One of the questions the novel promises to answer is whether Frank Cornish was homosexual, or, if not, what was his sexual aberration. I don’t want to spoil the plot for anyone who wants to know that sort of thing, but I will warn readers that a formative influence on Frank was discovering his secret, shameful, shut-in half brother. The half brother is abnormal because their mother tried so hard to abort him, but Frank’s elders blame his abnormality on the fact that he was conceived outside of marriage. Unable to do much else, the half brother fiddles with himself a lot.

We’re supposed to share the adult Frank’s shame and horror at the harm done by Victorian efforts to deny sexuality. I find myself pondering the shifting fashions in moral conventions, and wondering which of our society’s taboos will seem most outrageous to our grandchildren, like Victorian denial or the early twentieth century’s ideas of eugenics. Will it be the 1960s view that the worst sexual sin was to withhold erotic pleasure from another person, thereby causing frustration, which might cause hostility, which might cause nuclear war? Will it be the current effort to claim that homosexuality is “gay” and is “just as good,” at least for humans, rather than being the symptom of overcrowding and harbinger of disaster that it is for other animals?

Well...Cleveland Amory, a fine writer and a great American, maintained that women can’t be curmudgeons. Out of respect for his views on this subject, as a quintessential curmudgeon, I will not claim that novels like What’s Bred in the Bone are helping me develop toward being a curmudgeon. I will say that, along with my inner children and inner sages and all the other trendy denizens of my psyche, I have an inner curmudgeon. Sometimes he is loud.
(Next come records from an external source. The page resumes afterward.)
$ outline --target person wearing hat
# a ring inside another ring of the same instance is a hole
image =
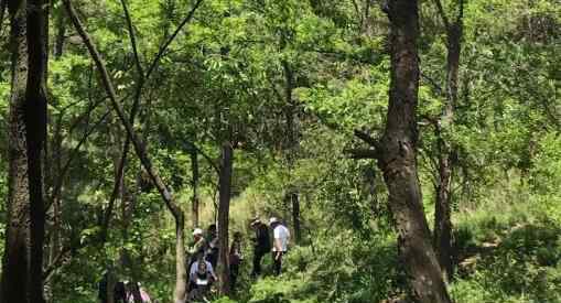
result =
[[[269,228],[259,218],[251,221],[256,236],[253,240],[253,269],[251,277],[257,278],[261,274],[261,259],[271,250],[271,242],[269,240]]]
[[[282,268],[282,256],[287,253],[290,231],[280,223],[276,217],[269,219],[269,226],[272,228],[273,246],[272,246],[272,261],[274,274],[279,275]]]

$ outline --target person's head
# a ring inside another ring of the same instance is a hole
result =
[[[195,228],[195,230],[193,230],[193,238],[195,238],[195,240],[203,238],[203,229]]]
[[[139,291],[139,283],[133,283],[132,281],[127,282],[127,290],[129,292],[136,292]]]
[[[206,262],[203,259],[199,259],[197,262],[197,271],[203,273],[206,272]]]
[[[276,226],[278,226],[280,224],[280,220],[277,218],[277,217],[271,217],[269,219],[269,226],[274,228]]]
[[[217,234],[217,231],[216,231],[216,224],[211,224],[211,225],[208,226],[208,229],[207,229],[207,230],[208,230],[208,235],[211,235],[211,236],[216,236],[216,234]]]
[[[241,232],[239,232],[239,231],[234,232],[234,240],[241,241]]]
[[[251,226],[251,228],[257,228],[259,227],[259,225],[261,225],[261,220],[259,219],[259,217],[255,217],[251,223],[249,224],[249,226]]]

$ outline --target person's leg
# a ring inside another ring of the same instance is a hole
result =
[[[239,264],[230,264],[230,286],[236,290],[236,282],[238,280]]]
[[[263,257],[263,253],[259,251],[258,249],[253,252],[253,270],[251,271],[252,277],[257,277],[261,274],[261,258]]]
[[[283,253],[281,252],[280,257],[277,258],[277,252],[272,252],[272,261],[273,261],[273,267],[274,267],[274,274],[276,275],[280,275],[281,274],[281,271],[282,271],[282,256]]]

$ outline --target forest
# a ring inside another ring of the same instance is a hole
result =
[[[0,303],[561,303],[560,0],[0,0]]]

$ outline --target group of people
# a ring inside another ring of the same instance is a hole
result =
[[[101,301],[101,303],[108,302],[107,297],[109,295],[109,293],[107,292],[109,282],[108,280],[109,273],[106,272],[101,278],[101,281],[99,282],[98,288],[98,297]],[[129,281],[116,282],[112,290],[112,296],[115,303],[134,303],[137,302],[134,301],[136,296],[143,303],[152,302],[148,292],[143,288],[141,288],[140,283],[138,282]]]
[[[274,264],[273,271],[274,274],[279,275],[282,270],[282,258],[288,251],[290,240],[289,229],[276,217],[269,219],[269,226],[259,218],[255,218],[251,223],[251,227],[255,230],[253,269],[251,275],[255,278],[261,274],[261,259],[271,251],[272,262]],[[273,235],[272,249],[269,238],[269,228],[272,229]]]
[[[287,226],[278,218],[271,217],[268,224],[256,217],[251,220],[250,227],[255,232],[252,237],[253,264],[251,277],[258,278],[261,272],[261,261],[265,256],[271,253],[273,273],[279,275],[282,271],[282,260],[287,255],[290,241],[290,231]],[[272,241],[270,239],[272,231]],[[228,250],[228,263],[230,271],[230,289],[235,290],[239,275],[239,267],[244,261],[241,232],[234,232],[233,241]],[[218,280],[214,269],[218,263],[218,232],[216,225],[208,226],[205,230],[195,228],[193,230],[193,241],[187,248],[186,272],[188,274],[188,284],[186,286],[186,301],[192,301],[192,296],[201,291],[208,290],[213,282]],[[140,288],[139,283],[117,282],[114,289],[115,302],[129,303],[134,302],[134,296],[140,296],[144,303],[151,302],[150,296]],[[190,299],[191,297],[191,299]],[[99,284],[99,299],[101,303],[107,302],[107,274],[104,275]]]
[[[261,261],[268,253],[272,253],[273,273],[279,275],[282,271],[283,256],[288,251],[290,240],[290,231],[287,226],[278,218],[272,217],[268,224],[256,217],[251,220],[250,227],[255,231],[252,238],[253,246],[253,268],[251,277],[257,278],[261,274]],[[272,230],[273,239],[270,240],[270,230]],[[190,285],[187,291],[196,288],[197,274],[201,274],[199,268],[204,268],[206,273],[216,281],[217,277],[214,269],[218,262],[218,236],[216,225],[211,225],[205,231],[201,228],[193,230],[193,242],[188,247],[187,272],[190,277]],[[239,266],[244,260],[241,253],[241,232],[234,232],[234,239],[229,247],[229,268],[230,268],[230,288],[235,290]]]

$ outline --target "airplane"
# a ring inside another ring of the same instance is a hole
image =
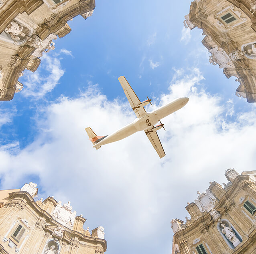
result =
[[[89,140],[93,145],[93,147],[98,150],[102,145],[121,140],[137,131],[144,131],[160,158],[163,158],[165,155],[165,153],[156,131],[162,128],[165,129],[164,127],[164,124],[162,123],[160,120],[183,107],[189,99],[184,97],[177,99],[148,113],[143,107],[149,103],[152,105],[151,100],[148,97],[147,100],[141,102],[124,76],[120,77],[118,79],[137,118],[130,123],[109,135],[97,136],[89,127],[86,128],[85,131],[89,136]],[[155,125],[158,121],[160,124]]]

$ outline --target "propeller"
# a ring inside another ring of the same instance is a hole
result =
[[[161,123],[161,121],[160,120],[159,120],[159,122],[160,122],[160,123],[162,125],[163,129],[165,130],[165,131],[166,131],[166,130],[165,129],[165,127],[164,127],[164,125],[165,125],[165,124],[164,123],[163,124],[163,123]]]
[[[151,106],[152,106],[152,107],[153,107],[153,105],[152,105],[152,103],[151,103],[151,101],[152,101],[152,100],[151,100],[151,99],[148,99],[148,97],[147,96],[147,98],[148,98],[148,101],[149,101],[149,103],[150,103],[151,105]]]

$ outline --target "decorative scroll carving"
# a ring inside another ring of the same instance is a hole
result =
[[[210,212],[210,215],[214,222],[219,221],[221,218],[221,216],[215,209],[211,208]]]
[[[197,194],[198,198],[195,200],[195,203],[201,212],[209,212],[214,207],[216,198],[209,189],[206,190],[206,193],[201,194],[197,192]]]
[[[229,168],[226,170],[225,175],[228,181],[233,182],[239,174],[234,168]]]
[[[189,28],[191,30],[195,27],[195,26],[190,21],[189,17],[189,14],[186,15],[185,16],[185,20],[183,22],[183,24],[186,28]]]
[[[36,48],[33,53],[32,55],[40,57],[43,56],[43,52],[48,52],[55,48],[54,42],[53,40],[56,40],[57,36],[53,34],[51,34],[45,40],[42,40],[36,34],[34,34],[28,39],[27,44],[31,47]]]
[[[23,88],[23,84],[20,82],[20,81],[18,81],[17,82],[17,84],[16,84],[16,88],[15,89],[15,93],[18,93],[20,92]]]
[[[62,226],[58,226],[52,234],[53,237],[57,240],[60,241],[63,237],[63,234],[65,231],[64,228]]]
[[[27,192],[31,196],[33,196],[36,194],[37,191],[37,183],[31,181],[29,183],[25,183],[24,186],[20,189],[20,191]]]
[[[252,14],[253,14],[256,10],[256,1],[254,1],[253,3],[251,3],[250,5],[250,12],[252,12]]]
[[[219,65],[219,67],[224,68],[232,67],[233,65],[230,62],[230,58],[228,54],[222,48],[219,47],[215,47],[209,50],[211,54],[209,57],[209,62],[216,65]]]
[[[172,221],[171,222],[171,227],[172,228],[174,234],[178,231],[179,231],[179,230],[181,229],[180,224],[176,220],[175,220],[174,219],[172,220]]]
[[[240,59],[242,59],[244,56],[242,52],[239,50],[236,50],[234,52],[232,52],[229,54],[230,59],[232,61],[236,61]]]
[[[7,65],[14,68],[18,65],[21,62],[21,59],[18,55],[12,56],[10,61],[7,64]]]
[[[92,15],[93,12],[94,11],[94,10],[90,10],[89,12],[85,12],[85,13],[83,13],[83,14],[81,14],[81,16],[83,18],[85,19],[86,19],[88,17],[90,17]]]
[[[61,206],[61,202],[59,201],[52,215],[57,222],[72,229],[76,215],[75,211],[71,212],[72,209],[70,201],[63,206]]]

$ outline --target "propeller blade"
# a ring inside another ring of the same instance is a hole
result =
[[[161,123],[161,121],[160,120],[159,120],[159,122],[160,122],[160,123],[162,125],[163,128],[165,130],[165,131],[166,131],[166,130],[165,129],[165,127],[164,127],[164,125],[165,125],[165,124],[164,123],[163,124],[163,123]]]
[[[148,99],[148,97],[147,96],[147,98],[148,98],[148,101],[149,101],[149,103],[150,103],[151,105],[151,106],[152,106],[152,107],[153,107],[153,105],[152,105],[152,103],[151,103],[151,101],[152,101],[152,100],[151,100],[151,99],[150,99],[150,99]]]

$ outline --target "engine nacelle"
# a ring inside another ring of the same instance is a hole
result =
[[[134,107],[132,108],[132,109],[134,110],[135,109],[138,109],[139,108],[140,108],[141,107],[145,107],[146,105],[147,105],[148,104],[149,104],[149,103],[151,104],[151,105],[152,105],[151,104],[151,100],[149,99],[148,97],[147,100],[146,100],[146,101],[144,101],[141,102],[139,104],[138,104],[136,107]]]
[[[152,129],[151,129],[150,131],[148,131],[146,132],[146,134],[148,134],[148,133],[150,133],[151,132],[153,132],[154,131],[158,131],[158,130],[160,130],[161,128],[164,128],[164,125],[165,125],[164,123],[161,123],[161,124],[158,125],[156,125],[154,127],[153,127]]]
Robertson Davies had an inner curmudgeon too. Possibly that’s why I’ve enjoyed his short nonfiction so much. Definitely it’s at least partly a defect in me that I didn’t enjoy What’s Bred in the Bone, the first and last Davies novel I’ve read. Davies’ inner curmudgeon had no objection to Peeping Tommery. Mine has. And unfortunately this novel is mostly about people’s dirty little secrets.

When it’s not, What’s Bred in the Bone does contain the kind of felicities to which Davies rose in his short essays. Fun facts float out like bread on the waters: “The name of the Recording Angel was Raduriel...the Angel of Biography, and his name was the Lesser Zadkiel.” Clever phrases bubble up: “lettuce-juice words like ‘extra-terrestrial,’” “a drunken detrimental called Old Billy,” “a man who knew his place, but also knew his worth.” We can hear the Liszt rhapsody performed at “pell-mell speed,” see the schoolboys drawing and shellacking silly faces on their raincoats, feel Frank’s admiration for a cousin who “was a Terror, even among the Chegwidden lunatics.” For sheer word-smithcraft, I agree, Davies deserved the fame he enjoyed. I merely prefer his craft dedicated to fun facts, literary criticism, and parodies rather than continually twitching shower curtains and giggling at the back views of people.

If you don’t agree, you may have remembered by now that Davies was Canada’s best known writer during the years before Atwood and Gibson teamed up. No doubt at least we can agree that, some of the time, he deserved his reputation. If you like wit and literacy mixed with smut, this book is for you.